Thursday, December 14, 2017
Opinion

Money grubbing raised to a high art

In three weeks the 2013 session of the Florida Legislature will commence, otherwise known as the annual gathering of beagles rolling over to have their tummies rubbed by the Capitol's Sugar Daddy class.

Bless their hearts for trying, but do you get the feeling House Speaker Will Weatherford and Senate President Don Gaetz are whistling past the ATM when they pledge to impose stricter ethics rules and regulations?

Cleaning up the Ganges River would be more likely than reforming the Mongol hordes of money at play in Tallahassee. When it comes to ethics reform, Weatherford and Gaetz are dreamers and they really are the only ones.

Politicians often decry the waste and inefficiency of government. But that is an abstract concept. If you really want to see what a mosh pit of moolah Florida government has become, you need to visit Tallahassee while the Legislature is engaged in its annual toga party of special interests.

What you will witness is a Capitol rotunda teaming with armed and dangerous lobbyists wielding their juice and their checkbooks to turn Florida into the Swineshine State.

Their best intentions notwithstanding, Weatherford and Gaetz are woefully outnumbered. Sit down for this. Remain calm. As the Times/Herald Tallahassee Bureau's Mary Ellen Klas has reported, there are 3,235 lobbyists registered to schmooze 160 members of the Florida Legislature.

There are even more professional candymen attempting to canoodle the governor's office and state agencies, with 4,925 registered influence-peddlers roaming the executive hallways.

Since 72 percent, or $50.4 billion, of the state's $70 billion budget is set aside for contracts, it is little wonder the sway of Florida's lobbying corps is pervasive and pernicious. So much money, so little time.

There are myriad reasons for the growing ooomph of lobbyists in Tallahassee, not the least of which is no other state in the Southeast dedicates more of its budget to private contractors to provide goods and services. There are more fingers in this honey pot than at a state fair blueberry pie eating contest.

Because of term limits, the Florida Legislature has become little more than a master class of money changers, training its members how to go forth and multiply as lobbyists after they are forced out of office after eight years.

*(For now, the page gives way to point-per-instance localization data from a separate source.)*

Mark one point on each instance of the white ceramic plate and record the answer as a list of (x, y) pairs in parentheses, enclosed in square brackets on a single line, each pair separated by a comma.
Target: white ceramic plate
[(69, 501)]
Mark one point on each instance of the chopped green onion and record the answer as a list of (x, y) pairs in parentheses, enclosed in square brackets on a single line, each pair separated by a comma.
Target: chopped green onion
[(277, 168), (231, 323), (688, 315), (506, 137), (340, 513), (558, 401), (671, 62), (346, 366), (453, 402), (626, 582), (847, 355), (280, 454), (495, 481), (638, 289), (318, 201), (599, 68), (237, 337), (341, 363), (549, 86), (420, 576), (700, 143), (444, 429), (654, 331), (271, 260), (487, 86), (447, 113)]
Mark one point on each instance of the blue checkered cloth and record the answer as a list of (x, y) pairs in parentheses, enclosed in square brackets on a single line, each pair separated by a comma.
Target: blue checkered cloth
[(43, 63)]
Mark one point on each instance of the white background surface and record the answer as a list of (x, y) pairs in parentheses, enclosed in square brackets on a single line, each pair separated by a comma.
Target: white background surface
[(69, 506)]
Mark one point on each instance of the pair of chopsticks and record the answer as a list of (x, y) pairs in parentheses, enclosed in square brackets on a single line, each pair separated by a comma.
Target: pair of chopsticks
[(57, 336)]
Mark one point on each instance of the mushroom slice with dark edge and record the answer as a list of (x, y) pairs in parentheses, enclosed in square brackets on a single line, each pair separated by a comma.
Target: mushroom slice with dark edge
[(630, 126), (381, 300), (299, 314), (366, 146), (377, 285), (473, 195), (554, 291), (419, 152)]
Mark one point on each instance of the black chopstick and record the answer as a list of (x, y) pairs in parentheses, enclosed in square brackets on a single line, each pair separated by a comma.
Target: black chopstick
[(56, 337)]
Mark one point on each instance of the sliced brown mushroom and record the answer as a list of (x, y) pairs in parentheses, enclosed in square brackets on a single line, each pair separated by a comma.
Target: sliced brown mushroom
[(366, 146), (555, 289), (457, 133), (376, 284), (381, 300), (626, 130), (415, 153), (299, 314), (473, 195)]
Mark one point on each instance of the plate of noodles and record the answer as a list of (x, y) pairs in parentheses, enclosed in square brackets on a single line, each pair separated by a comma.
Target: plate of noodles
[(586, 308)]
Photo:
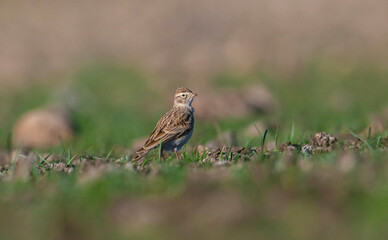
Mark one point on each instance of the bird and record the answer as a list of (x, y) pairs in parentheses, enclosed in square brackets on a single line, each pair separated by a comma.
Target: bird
[(175, 128)]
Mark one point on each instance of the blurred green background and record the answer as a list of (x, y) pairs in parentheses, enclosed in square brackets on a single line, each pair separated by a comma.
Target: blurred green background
[(114, 66)]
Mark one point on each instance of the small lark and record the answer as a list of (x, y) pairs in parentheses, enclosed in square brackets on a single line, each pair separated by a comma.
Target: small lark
[(175, 128)]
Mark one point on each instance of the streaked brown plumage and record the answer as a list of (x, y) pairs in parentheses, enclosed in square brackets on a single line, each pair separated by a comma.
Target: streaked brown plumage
[(175, 128)]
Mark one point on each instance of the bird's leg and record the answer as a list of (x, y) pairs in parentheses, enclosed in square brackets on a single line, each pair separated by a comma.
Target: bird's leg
[(176, 154)]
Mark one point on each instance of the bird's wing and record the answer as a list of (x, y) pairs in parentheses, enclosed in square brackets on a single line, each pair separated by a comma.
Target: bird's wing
[(173, 124)]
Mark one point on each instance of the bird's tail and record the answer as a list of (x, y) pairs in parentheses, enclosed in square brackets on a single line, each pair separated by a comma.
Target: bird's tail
[(139, 154)]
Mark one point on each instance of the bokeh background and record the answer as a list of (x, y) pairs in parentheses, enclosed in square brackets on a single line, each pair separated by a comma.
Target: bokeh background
[(95, 77), (323, 64)]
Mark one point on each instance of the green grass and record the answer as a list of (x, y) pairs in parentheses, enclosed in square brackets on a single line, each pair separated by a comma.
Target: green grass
[(272, 196)]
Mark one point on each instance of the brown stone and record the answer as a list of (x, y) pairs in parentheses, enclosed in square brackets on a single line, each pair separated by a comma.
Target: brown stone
[(41, 129)]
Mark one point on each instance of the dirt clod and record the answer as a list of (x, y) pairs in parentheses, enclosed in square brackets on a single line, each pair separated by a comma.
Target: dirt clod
[(323, 141)]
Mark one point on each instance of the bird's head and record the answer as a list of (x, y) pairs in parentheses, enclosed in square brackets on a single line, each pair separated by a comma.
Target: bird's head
[(184, 97)]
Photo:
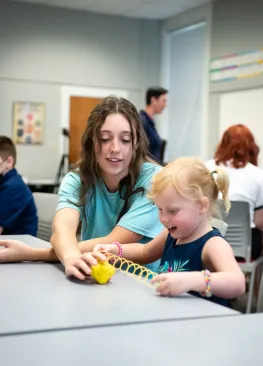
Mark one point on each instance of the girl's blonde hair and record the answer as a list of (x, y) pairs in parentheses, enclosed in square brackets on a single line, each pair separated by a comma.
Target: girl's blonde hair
[(192, 180)]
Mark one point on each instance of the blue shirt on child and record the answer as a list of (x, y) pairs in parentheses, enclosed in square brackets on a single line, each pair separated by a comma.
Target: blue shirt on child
[(18, 213), (187, 257)]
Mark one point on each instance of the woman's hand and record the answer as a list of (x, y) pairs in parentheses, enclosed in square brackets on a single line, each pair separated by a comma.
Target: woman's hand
[(15, 251), (80, 266)]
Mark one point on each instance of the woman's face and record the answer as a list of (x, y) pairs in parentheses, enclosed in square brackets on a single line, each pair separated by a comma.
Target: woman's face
[(115, 154)]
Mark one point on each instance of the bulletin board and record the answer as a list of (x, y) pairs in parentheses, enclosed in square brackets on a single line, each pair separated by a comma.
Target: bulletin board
[(244, 107), (28, 122)]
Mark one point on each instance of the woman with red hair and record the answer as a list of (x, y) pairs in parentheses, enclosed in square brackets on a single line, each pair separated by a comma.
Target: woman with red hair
[(237, 154)]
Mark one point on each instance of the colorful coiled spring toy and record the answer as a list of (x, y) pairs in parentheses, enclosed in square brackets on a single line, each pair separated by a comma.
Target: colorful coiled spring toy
[(104, 271)]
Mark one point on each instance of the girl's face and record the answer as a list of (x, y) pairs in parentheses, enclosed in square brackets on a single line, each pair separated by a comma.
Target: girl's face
[(115, 154), (181, 216)]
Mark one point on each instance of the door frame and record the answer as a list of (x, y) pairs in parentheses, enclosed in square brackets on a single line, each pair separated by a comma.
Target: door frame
[(67, 92)]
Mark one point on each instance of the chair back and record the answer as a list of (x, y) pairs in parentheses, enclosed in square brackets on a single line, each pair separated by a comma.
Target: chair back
[(238, 232)]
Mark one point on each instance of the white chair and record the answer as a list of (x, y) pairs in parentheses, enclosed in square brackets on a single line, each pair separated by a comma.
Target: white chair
[(220, 225), (260, 297), (238, 236), (46, 204)]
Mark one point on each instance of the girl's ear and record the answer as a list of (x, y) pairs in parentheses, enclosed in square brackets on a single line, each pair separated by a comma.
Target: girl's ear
[(204, 204)]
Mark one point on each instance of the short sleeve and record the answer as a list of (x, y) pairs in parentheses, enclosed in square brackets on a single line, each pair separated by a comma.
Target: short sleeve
[(142, 217), (69, 192)]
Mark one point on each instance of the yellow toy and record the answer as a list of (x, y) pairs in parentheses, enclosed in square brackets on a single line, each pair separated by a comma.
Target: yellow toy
[(103, 271)]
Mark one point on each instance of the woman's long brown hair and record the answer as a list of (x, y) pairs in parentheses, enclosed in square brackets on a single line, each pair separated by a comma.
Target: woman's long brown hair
[(88, 167)]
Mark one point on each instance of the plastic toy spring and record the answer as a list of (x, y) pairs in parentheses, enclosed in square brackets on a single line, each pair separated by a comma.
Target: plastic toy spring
[(131, 269)]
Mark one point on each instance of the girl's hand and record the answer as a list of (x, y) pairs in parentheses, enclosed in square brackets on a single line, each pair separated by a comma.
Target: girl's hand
[(15, 251), (177, 283)]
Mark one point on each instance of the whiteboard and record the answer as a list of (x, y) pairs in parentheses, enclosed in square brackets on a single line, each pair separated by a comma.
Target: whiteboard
[(244, 107)]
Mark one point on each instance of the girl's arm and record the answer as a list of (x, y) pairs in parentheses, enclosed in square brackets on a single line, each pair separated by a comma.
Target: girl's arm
[(227, 281)]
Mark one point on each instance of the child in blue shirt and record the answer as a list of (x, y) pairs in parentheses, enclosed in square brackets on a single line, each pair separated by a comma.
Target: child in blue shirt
[(18, 213), (194, 257)]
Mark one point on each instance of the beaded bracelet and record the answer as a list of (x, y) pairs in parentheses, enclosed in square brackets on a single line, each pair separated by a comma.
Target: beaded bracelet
[(207, 275), (120, 253)]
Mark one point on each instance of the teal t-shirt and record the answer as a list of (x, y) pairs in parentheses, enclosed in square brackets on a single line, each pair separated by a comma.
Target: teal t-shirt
[(104, 207)]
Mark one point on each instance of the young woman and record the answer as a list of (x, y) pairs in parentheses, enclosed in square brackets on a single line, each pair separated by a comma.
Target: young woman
[(106, 192)]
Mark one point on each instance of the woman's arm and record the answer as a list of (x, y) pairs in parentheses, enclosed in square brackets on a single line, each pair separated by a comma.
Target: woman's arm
[(119, 233), (139, 253), (64, 239)]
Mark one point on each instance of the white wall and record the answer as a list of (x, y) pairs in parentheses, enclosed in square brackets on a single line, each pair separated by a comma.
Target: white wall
[(44, 48), (237, 26), (181, 21)]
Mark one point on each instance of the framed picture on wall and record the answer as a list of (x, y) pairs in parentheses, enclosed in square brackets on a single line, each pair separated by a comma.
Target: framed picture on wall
[(28, 122)]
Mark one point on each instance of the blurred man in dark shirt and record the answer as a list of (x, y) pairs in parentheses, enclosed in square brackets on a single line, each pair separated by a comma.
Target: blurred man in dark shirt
[(156, 100)]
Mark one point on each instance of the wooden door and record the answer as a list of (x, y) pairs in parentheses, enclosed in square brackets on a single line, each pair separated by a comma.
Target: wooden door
[(80, 108)]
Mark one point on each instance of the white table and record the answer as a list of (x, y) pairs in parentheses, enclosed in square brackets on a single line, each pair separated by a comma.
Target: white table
[(38, 296), (28, 239), (229, 341)]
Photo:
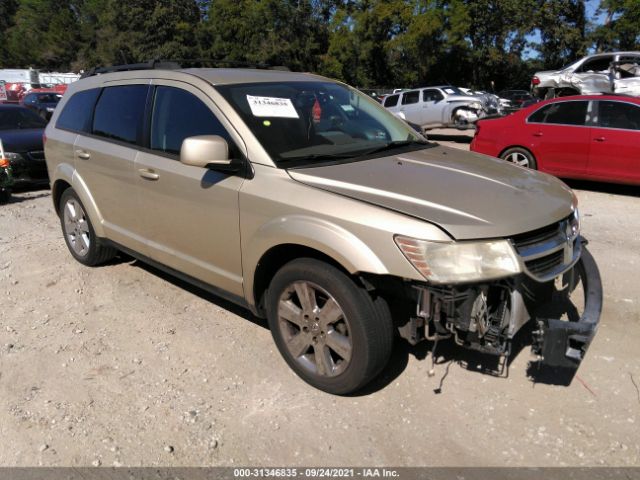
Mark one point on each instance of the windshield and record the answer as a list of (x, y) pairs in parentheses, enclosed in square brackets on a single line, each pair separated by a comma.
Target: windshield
[(454, 91), (306, 122), (16, 118), (49, 98)]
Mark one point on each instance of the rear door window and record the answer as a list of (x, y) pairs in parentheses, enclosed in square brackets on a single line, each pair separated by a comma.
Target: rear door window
[(78, 111), (177, 114), (618, 115), (411, 97), (598, 64), (561, 113), (391, 100), (119, 113), (432, 95)]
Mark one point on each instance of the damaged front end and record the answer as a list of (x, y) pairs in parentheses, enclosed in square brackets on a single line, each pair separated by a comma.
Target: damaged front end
[(558, 294)]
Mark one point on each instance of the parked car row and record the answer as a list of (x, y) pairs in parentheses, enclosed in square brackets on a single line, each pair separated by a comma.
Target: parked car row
[(21, 133), (614, 72), (304, 201), (440, 106), (594, 137)]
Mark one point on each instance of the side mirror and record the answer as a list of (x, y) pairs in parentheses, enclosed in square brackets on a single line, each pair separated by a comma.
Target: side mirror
[(205, 151)]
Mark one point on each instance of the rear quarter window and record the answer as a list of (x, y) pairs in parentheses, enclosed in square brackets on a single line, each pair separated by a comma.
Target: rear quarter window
[(411, 97), (561, 113), (119, 113), (78, 110), (619, 115)]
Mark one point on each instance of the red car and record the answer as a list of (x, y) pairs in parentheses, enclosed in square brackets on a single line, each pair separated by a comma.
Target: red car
[(594, 137)]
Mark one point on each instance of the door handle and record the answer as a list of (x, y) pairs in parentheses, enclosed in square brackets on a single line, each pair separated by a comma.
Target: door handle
[(83, 155), (148, 174)]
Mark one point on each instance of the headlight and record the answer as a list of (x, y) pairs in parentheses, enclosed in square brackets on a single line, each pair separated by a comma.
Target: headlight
[(13, 157), (460, 262)]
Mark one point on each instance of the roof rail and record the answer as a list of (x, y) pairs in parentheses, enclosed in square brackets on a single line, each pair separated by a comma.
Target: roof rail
[(181, 63), (151, 65)]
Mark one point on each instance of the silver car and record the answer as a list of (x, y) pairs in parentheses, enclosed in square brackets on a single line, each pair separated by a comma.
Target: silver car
[(615, 72), (306, 202), (434, 107)]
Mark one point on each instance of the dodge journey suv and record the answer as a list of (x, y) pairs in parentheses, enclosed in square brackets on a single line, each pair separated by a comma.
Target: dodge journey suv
[(308, 203)]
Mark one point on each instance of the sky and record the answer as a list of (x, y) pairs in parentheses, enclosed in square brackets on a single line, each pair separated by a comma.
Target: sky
[(591, 7)]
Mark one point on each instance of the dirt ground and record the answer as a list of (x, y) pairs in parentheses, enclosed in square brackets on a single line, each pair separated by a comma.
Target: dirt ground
[(123, 365)]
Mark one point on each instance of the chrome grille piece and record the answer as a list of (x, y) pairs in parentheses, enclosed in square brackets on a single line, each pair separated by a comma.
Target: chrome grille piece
[(549, 251)]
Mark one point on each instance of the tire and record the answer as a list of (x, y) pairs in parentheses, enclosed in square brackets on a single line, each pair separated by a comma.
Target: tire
[(81, 239), (520, 156), (338, 351)]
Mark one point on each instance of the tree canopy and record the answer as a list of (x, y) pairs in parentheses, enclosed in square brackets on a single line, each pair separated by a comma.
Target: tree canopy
[(368, 43)]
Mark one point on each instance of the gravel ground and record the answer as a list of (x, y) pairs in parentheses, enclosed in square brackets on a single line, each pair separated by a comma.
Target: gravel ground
[(123, 365)]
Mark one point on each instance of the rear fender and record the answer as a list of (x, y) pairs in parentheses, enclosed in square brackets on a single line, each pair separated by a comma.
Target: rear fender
[(68, 173)]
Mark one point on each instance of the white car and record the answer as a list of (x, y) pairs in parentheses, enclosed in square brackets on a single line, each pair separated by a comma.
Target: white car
[(615, 72), (433, 107)]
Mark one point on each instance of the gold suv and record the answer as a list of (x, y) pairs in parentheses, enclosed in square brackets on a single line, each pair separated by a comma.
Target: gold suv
[(308, 203)]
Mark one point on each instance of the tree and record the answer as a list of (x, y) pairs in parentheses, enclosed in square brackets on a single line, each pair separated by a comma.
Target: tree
[(278, 32), (116, 32), (44, 34), (8, 10), (621, 29), (563, 31)]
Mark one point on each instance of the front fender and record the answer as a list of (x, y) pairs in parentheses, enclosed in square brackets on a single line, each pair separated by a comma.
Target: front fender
[(67, 173), (321, 235)]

It is certainly in the selfish interests of an amateur class of elected representatives who have no clue how Tallahassee works to pay deference to lobbyists. After all, lobbyists know more about writing bills, hiding appropriations goodies and avoiding public scrutiny of favors rendered.

And the term-limited politician also knows eventually he or she will need a job.

The rogue's gallery of former lawmakers turned gladhanders is formidable. But an ideal poster child for turning one's political juice into a lucrative career as a paid huckster is former House Speaker Dean Cannon, who opened up his own lobbying business a block away from the Capitol building before his term even expired.

You might regard this sort of thing as utterly shameless. In Tallahassee, it's considered to be astute estate planning.

By Florida's gelded ethics laws, Cannon is barred from lobbying his former colleagues in the Legislature. As Richard Nixon once said, that would be wrong. Let the snickering begin. For as a practical matter that prohibition is a distinction without a difference.

Cannon hardly took a huge gamble in going from the speakership to jumping into the ranks of the of lobbyists since he is perfectly free to bill and coo his way around governor's office and the rest of the executive branch of Florida government. After all, as the bank robber Willie Sutton once observed, that is where the money is anyway.

In any event those two years can pass pretty quickly and before you can say: "Waiter, bring my good friend Rep. Haversham another, make it a double," Cannon will be an omnipresent figure lobbying the Legislature, too.

There is a move afoot in the Legislature this session to broaden the two-year ban for former lawmakers to the executive branch as well. It's a swell idea, although — and please forgive a pinch of cynicism — you have to believe the aspiring lobbyists will figure out a way to get around the restriction.

This is Tallahassee after all, where probity goes to die.